Sie haben sich gut verstanden.»
«Selbst wenn sie befreundet waren – das spricht noch nicht automatisch für eine Komplizenschaft.»
«Vielleicht hat Tanner seinem Freund einen Gefallen getan, ohne zu ahnen, was der vorhatte?»
«Dann müsste er reichlich blöd sein. Eine SIG mit vollem Magazin rückt man doch nicht raus, ohne den Zweck zu kennen!»
Die Unterhaltung bereitete Alexander mehr Kopfzerbrechen als seine Wunde, die nur ein sanftes, regelmäßiges Pochen aussandte.
«Hoffen wir, dass die Untersuchung die Wahrheit ans Licht bringt», seufzte er.

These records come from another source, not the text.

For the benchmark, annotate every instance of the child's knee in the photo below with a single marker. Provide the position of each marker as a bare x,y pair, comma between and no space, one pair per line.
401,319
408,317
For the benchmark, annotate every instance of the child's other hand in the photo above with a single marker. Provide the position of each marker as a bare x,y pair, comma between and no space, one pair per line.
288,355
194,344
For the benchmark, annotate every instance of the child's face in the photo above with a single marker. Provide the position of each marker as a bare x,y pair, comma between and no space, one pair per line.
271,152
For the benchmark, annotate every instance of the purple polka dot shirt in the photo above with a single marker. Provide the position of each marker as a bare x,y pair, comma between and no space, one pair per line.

«Was für eine Untersuchung?»
«Blöde Frage, Utz, die Morduntersuchung natürlich.»
«Sie wird noch heute offiziell abgeschlossen. Wetter-Dietz hat für heute Nachmittag eine Pressekonferenz angekündigt. Die großen Fernsehsender und die lokalen Infostationen werden zur Live-Übertragung anrücken. Das ist doch mal was anderes als die ewig gleichen Paraden und Kundgebungen zum Tag der Arbeit. Die könnten sie auch aus der Konserve zeigen.»
Monsignore Wetter-Dietz war der Pressesprecher des Vatikans, ein Deutscher, und entsprechend hölzern fielen seine Presseerklärungen aus. Angeblich hatte ihm der Ruf, ein absolutes Sprachgenie zu sein, zu der Stellung verholfen. Aber was nützte es, zehn oder zwölf Sprachen zu beherrschen, wenn die darin übermittelte Botschaft trocken war wie eine Hostie?
Nur beiläufig wurde Alexander bewusst, dass heute der 1. Mai war. Was Utz über den Abschluss der Morduntersuchung gesagt hatte, brachte ihn aus der Fassung.
«Man kann so eine Sache nicht an einem Tag abschließen!»